A startled laugh bursts out of me. “Exhausted and cranky does it for you?” I tease while silently telling myself not to read too much into the soft way he said I like you.

“I’ve seen you cranky.” Wes shrugs, unwraps his straw, and starts to fiddle with the paper wrapper. “In all the years I’ve known you, you’ve always been so self-contained. You’re different lately. With me.”

I’m about to make a quip that kissing is definitely different for us, but whether it’s the late hour or his intimate tone, I suddenly don’t feel like brushing him off with a joke.

“Different how?”

At first I don’t think Wes is going to answer. Not with how determinedly he’s staring at the straw wrapper as he packs it into a smaller and smaller ball, but finally, so quietly I can barely hear him over the whir of the fans, he says, “Soft.”

Soft is an adjective I’ve actively tried to avoid. Soft is my mother, molding herself into whatever qualities she thinks will benefit her the most. Soft is vulnerable, the last thing a woman alone and fifty miles from anything wants to be.

I don’t know what to say, so I dip a couple more fries in my shake and shove them in my mouth. By the time I swallow, I still don’t have anything better than a shrug, so I go with honesty. “Soft can be a liability.”

Wes’s brows shoot up to his hairline. “That’s a new one.”

“You’re a man. It’s different.”

“Okay, yes, in some ways, it is different,” he admits. “But it’s not that different.”

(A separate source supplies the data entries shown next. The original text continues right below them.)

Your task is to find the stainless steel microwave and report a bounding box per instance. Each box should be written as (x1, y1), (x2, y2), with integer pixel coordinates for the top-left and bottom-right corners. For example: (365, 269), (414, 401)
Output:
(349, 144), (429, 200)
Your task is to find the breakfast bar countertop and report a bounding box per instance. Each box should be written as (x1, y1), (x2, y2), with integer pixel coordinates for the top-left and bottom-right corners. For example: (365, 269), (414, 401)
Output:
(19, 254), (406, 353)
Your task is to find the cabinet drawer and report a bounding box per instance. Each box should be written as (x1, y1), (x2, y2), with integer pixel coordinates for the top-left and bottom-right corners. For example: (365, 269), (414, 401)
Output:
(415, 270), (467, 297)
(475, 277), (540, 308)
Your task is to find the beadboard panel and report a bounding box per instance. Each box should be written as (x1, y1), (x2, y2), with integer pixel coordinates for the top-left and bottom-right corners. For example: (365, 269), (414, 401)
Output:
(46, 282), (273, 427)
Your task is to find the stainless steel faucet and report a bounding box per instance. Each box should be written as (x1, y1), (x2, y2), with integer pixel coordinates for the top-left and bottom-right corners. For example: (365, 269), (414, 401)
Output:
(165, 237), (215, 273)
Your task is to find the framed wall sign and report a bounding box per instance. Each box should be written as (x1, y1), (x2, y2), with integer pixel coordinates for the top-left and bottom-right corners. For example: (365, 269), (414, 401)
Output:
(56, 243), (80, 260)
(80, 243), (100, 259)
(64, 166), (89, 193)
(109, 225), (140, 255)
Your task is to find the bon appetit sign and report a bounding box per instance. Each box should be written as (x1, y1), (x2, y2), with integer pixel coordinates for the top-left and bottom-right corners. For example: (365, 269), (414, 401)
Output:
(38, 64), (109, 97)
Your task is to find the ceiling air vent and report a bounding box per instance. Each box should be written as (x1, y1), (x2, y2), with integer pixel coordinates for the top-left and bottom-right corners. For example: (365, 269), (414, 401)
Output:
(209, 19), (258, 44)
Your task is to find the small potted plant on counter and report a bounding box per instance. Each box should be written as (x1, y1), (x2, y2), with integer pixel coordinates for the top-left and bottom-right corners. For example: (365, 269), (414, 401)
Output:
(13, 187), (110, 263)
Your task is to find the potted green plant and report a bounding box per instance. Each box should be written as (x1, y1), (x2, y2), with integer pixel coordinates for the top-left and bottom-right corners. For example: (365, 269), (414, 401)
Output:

My laughter is more of a scoff as I dip another fry.

I don’t care if I’m getting weird looks from the trucker at the counter.

The mix of salty and sweet is just what I’m craving after a long day.

“That first day? Those guys whose car you wrote Honk for dick on? They called me fresh meat. And I may have fibbed about the guys at the Mexican place—they had opinions on my leggings. Both times, they only stopped because you were there. There’s a bunch of guys out here who think it’s perfectly fine to make a woman uncomfortable—until she belongs to another man. ”

“I’m sorry you have to listen to that shit. Any guy who thinks you don’t belong out here has his head up his ass.” Heat flashes like distant lightning in Wes’s gaze, and his voice turns gruff. “Wasn’t aware you belonged to me, though.”

I swallow hard, shoving aside the memory of the way he said mine before he kissed me that first time. “I don’t.”